レンツの畑にあるブドウの木の下には様々な草が生え、さまざまな虫や鳥の姿が見られました。孫につながるブドウ畑に…という考えのもと「豊かな土壌」、「強健な品種」、「多くの多様性」を重要視しています。その農場システムが機能するまでに約10年がかかるものの、一度機能すれば薬剤散布の手間が不要になり、仕事量が30~40%削減されたといいます。ブドウについても耐菌性のあるPIWI品種を育てることに年月を費やして成功し、10列ごとに7品種が植えられていました。
ブドウの木が整然と並ぶ畑の中には、一定の距離を置いて「生物多様性帯」も設けられていました。自生の植物が繁茂し豊かな植生が広がることで、そこで育まれた健康な土壌は周辺の土壌にも良い影響を与えます。コウモリの巣箱を設置することで、コウモリが自然と集まりブドウの害虫を食べてくれるため、害虫駆除の薬剤が不要になるとのこと。さらに、雑草を肥料として活用する際には、すべてを刈り取るのではなくローラーで「折りたたむ」方法を採用しているため、土壌内の湿度もしっかりと保つことができているのだそうです。
レンツではエネルギー自立のワイナリーとして新しい建物の外壁には断熱性の高い外壁を用い、太陽光と地熱の活用以外にも、冷蔵倉庫については廃熱を利用。水は地下水を利用しており、水道水を利用するとむしろ汚染源になるという話もとても興味深いものでした。
さて、ワイナリーをしっかり歩いて一通り視察した後は、試飲タイムです。
ロゼ、白、赤の各種ワインだけでなく、パンやチーズといった軽食もご準備していただき、ワインにおつまみにお土産選びに…と、お話も伺いながら楽しい時間となりました。
なお、SJSでは2024年3月に行われた第10回SJS交流ウェビナーに、ローランド・レンツさんに登壇いただいています。また今年の5月に予定している「サステナブル・トレイル2025」でも、レンツを訪問予定です。

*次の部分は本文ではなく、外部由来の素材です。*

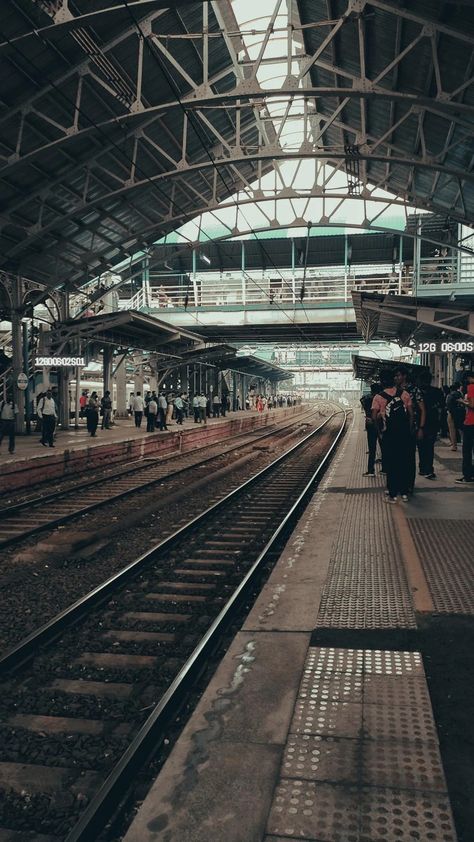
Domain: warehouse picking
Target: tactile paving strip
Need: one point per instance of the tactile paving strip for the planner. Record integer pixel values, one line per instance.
(333, 719)
(315, 811)
(391, 815)
(366, 585)
(321, 759)
(382, 784)
(386, 690)
(448, 563)
(398, 723)
(402, 764)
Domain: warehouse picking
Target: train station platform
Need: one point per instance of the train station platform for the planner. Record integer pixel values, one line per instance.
(76, 451)
(318, 724)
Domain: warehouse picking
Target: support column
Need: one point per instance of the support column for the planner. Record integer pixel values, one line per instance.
(17, 368)
(138, 376)
(107, 368)
(346, 264)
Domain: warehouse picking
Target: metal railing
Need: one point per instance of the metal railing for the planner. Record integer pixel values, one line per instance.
(438, 271)
(257, 289)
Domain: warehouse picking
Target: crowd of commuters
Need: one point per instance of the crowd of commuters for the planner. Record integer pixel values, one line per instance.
(158, 411)
(404, 418)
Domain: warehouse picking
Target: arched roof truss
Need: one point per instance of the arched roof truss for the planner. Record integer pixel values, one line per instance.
(120, 121)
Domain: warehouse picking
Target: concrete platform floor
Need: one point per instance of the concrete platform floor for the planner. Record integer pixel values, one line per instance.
(123, 429)
(318, 724)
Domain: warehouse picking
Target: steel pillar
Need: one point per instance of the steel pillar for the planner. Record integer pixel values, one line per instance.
(120, 377)
(17, 367)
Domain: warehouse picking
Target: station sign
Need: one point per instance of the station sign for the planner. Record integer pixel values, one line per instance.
(22, 381)
(443, 347)
(59, 362)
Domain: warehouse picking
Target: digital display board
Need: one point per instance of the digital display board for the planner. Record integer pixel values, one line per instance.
(446, 347)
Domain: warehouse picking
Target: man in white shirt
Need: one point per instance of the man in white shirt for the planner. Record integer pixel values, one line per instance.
(178, 403)
(48, 414)
(8, 411)
(202, 408)
(138, 407)
(151, 418)
(162, 407)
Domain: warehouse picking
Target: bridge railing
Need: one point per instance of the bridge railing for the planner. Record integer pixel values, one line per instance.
(226, 292)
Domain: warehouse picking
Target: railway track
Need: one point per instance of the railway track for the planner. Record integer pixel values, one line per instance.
(48, 510)
(86, 697)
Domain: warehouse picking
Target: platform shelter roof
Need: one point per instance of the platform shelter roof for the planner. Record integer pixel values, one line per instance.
(226, 357)
(120, 122)
(369, 368)
(410, 320)
(128, 330)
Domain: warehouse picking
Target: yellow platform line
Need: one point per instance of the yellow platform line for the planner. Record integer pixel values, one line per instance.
(420, 591)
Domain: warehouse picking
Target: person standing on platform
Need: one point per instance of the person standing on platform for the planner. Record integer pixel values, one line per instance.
(8, 412)
(185, 399)
(83, 403)
(402, 380)
(48, 414)
(456, 415)
(433, 400)
(169, 408)
(468, 432)
(106, 409)
(151, 417)
(178, 405)
(162, 406)
(138, 406)
(93, 414)
(370, 428)
(202, 408)
(392, 412)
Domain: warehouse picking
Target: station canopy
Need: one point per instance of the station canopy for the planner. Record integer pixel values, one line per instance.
(370, 368)
(120, 123)
(409, 320)
(170, 346)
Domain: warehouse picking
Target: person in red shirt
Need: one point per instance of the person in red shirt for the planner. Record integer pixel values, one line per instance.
(468, 432)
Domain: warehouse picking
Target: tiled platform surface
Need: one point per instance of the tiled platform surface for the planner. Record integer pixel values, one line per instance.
(76, 451)
(322, 743)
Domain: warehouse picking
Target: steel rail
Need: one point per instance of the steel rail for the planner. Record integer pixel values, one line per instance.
(150, 735)
(26, 648)
(59, 519)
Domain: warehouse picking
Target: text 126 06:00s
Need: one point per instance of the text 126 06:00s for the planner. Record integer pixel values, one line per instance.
(445, 347)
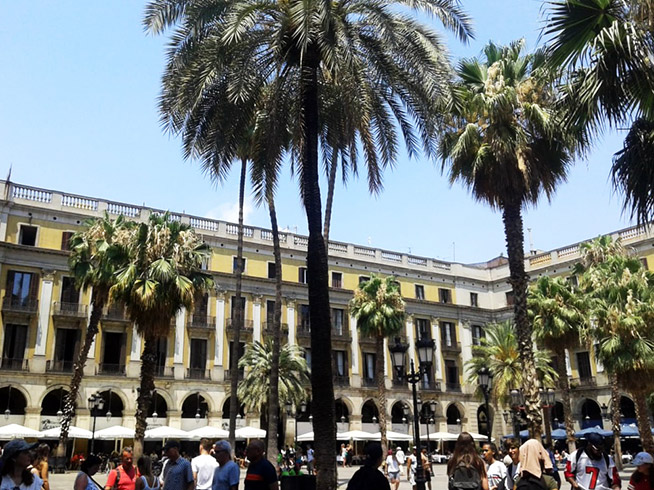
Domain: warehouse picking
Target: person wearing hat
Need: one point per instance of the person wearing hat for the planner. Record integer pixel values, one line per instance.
(177, 473)
(590, 467)
(368, 477)
(643, 477)
(15, 473)
(227, 474)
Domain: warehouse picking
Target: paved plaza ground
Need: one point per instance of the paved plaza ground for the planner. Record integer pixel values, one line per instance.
(439, 481)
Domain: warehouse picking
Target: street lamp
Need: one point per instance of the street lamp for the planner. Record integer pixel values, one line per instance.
(485, 378)
(425, 348)
(547, 400)
(96, 402)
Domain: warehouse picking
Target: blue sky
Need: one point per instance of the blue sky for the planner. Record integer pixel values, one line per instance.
(78, 97)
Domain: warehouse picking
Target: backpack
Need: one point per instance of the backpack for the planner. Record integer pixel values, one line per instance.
(465, 478)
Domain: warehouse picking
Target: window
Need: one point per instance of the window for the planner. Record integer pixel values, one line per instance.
(423, 328)
(69, 292)
(235, 264)
(27, 235)
(13, 350)
(369, 366)
(451, 373)
(65, 240)
(583, 365)
(448, 334)
(338, 316)
(21, 288)
(477, 334)
(340, 363)
(444, 295)
(305, 322)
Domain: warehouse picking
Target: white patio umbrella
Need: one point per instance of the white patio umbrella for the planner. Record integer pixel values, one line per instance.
(16, 431)
(114, 432)
(208, 432)
(355, 435)
(165, 432)
(73, 432)
(250, 433)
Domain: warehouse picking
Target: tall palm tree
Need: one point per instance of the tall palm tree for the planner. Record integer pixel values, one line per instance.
(164, 275)
(253, 389)
(504, 142)
(398, 66)
(379, 309)
(606, 47)
(558, 314)
(96, 253)
(621, 296)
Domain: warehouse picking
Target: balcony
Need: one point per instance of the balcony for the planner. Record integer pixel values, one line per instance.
(9, 364)
(59, 366)
(197, 373)
(453, 387)
(452, 348)
(202, 322)
(110, 369)
(69, 310)
(24, 306)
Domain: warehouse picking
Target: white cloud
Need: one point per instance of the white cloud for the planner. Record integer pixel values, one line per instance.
(229, 211)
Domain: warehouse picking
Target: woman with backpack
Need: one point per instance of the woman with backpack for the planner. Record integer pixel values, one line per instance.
(465, 469)
(534, 461)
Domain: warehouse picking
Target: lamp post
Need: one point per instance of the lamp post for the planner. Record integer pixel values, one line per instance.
(96, 402)
(485, 378)
(547, 400)
(425, 348)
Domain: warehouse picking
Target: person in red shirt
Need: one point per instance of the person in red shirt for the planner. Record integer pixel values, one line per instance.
(643, 477)
(126, 473)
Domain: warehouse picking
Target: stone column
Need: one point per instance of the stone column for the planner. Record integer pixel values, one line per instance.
(178, 355)
(290, 319)
(43, 321)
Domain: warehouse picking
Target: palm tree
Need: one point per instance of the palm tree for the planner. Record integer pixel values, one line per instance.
(96, 253)
(164, 275)
(379, 309)
(504, 142)
(558, 314)
(606, 46)
(621, 295)
(398, 68)
(253, 389)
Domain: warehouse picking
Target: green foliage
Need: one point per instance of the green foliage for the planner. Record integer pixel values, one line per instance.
(378, 307)
(498, 351)
(253, 390)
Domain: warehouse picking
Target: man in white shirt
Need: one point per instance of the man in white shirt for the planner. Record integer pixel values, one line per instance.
(203, 466)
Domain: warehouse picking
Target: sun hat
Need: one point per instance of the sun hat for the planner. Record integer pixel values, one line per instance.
(15, 446)
(643, 458)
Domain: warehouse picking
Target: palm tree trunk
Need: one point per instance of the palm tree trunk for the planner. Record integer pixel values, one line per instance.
(518, 280)
(273, 397)
(381, 390)
(322, 382)
(98, 302)
(615, 422)
(564, 386)
(146, 391)
(237, 321)
(642, 416)
(331, 184)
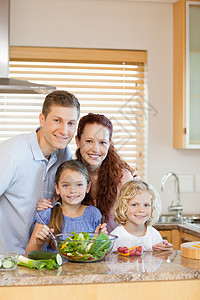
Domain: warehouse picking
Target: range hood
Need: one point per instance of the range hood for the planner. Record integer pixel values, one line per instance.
(9, 85)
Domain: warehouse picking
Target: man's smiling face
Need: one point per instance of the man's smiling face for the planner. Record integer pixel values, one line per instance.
(57, 129)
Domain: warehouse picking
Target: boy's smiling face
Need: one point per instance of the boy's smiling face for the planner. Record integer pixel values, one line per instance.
(139, 209)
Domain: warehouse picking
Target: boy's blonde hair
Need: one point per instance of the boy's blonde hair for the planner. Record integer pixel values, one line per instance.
(128, 191)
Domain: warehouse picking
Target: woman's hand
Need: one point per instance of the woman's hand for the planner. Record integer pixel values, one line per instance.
(44, 203)
(165, 245)
(101, 228)
(42, 234)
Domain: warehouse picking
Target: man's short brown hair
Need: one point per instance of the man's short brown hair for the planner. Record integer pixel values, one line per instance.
(60, 98)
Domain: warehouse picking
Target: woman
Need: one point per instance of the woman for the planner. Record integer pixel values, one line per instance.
(107, 170)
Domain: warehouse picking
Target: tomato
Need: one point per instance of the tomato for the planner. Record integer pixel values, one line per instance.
(137, 253)
(120, 249)
(125, 249)
(131, 252)
(139, 248)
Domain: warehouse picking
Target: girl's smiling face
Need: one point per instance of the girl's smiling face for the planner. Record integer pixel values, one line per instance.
(139, 209)
(72, 187)
(94, 144)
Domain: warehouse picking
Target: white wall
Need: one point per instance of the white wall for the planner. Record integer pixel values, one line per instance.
(119, 25)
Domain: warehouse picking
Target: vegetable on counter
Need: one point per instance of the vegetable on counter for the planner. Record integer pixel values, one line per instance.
(41, 255)
(81, 247)
(7, 263)
(48, 264)
(125, 251)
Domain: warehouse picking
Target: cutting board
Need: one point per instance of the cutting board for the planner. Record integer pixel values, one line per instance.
(191, 250)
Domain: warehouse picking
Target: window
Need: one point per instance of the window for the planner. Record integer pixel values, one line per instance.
(111, 82)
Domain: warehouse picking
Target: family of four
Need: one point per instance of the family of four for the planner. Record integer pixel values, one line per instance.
(38, 172)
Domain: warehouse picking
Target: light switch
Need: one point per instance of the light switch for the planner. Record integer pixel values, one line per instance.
(197, 183)
(186, 183)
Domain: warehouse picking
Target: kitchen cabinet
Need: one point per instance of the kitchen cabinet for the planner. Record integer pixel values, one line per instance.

最後に、サステナブル・トレイル2024の参加者より全体を通してのご感想をいただきましたので、次回の参加をご検討されている方はどうぞご参考に。
建築家・工務店経営者 米山克幸様(新潟)
今回、僕は関農園さんにスイスの「食と建築」を体感していただきたく一緒に参加させていただきました。そんな中で、月並みな感想ですが食に関してはビーガンやオーガニックの取り組みを生産者を通じて体感させて頂き、建築もBIOホテルをはじめとする持続可能な取り組みを体感させていただき、広く大きな視野で視察をさせていただきました。
その中で感じたのは限られた時間の中で滝川さんの取材力と各地域との連携に尽力され、専門的な知識も織り交ぜながら私たちに分かりやすく伝えてくださいました。その結果を僕達は日本に持ち帰り自社や地域の発展に生かし、いかにして実践して行くことができるかを日々考えます。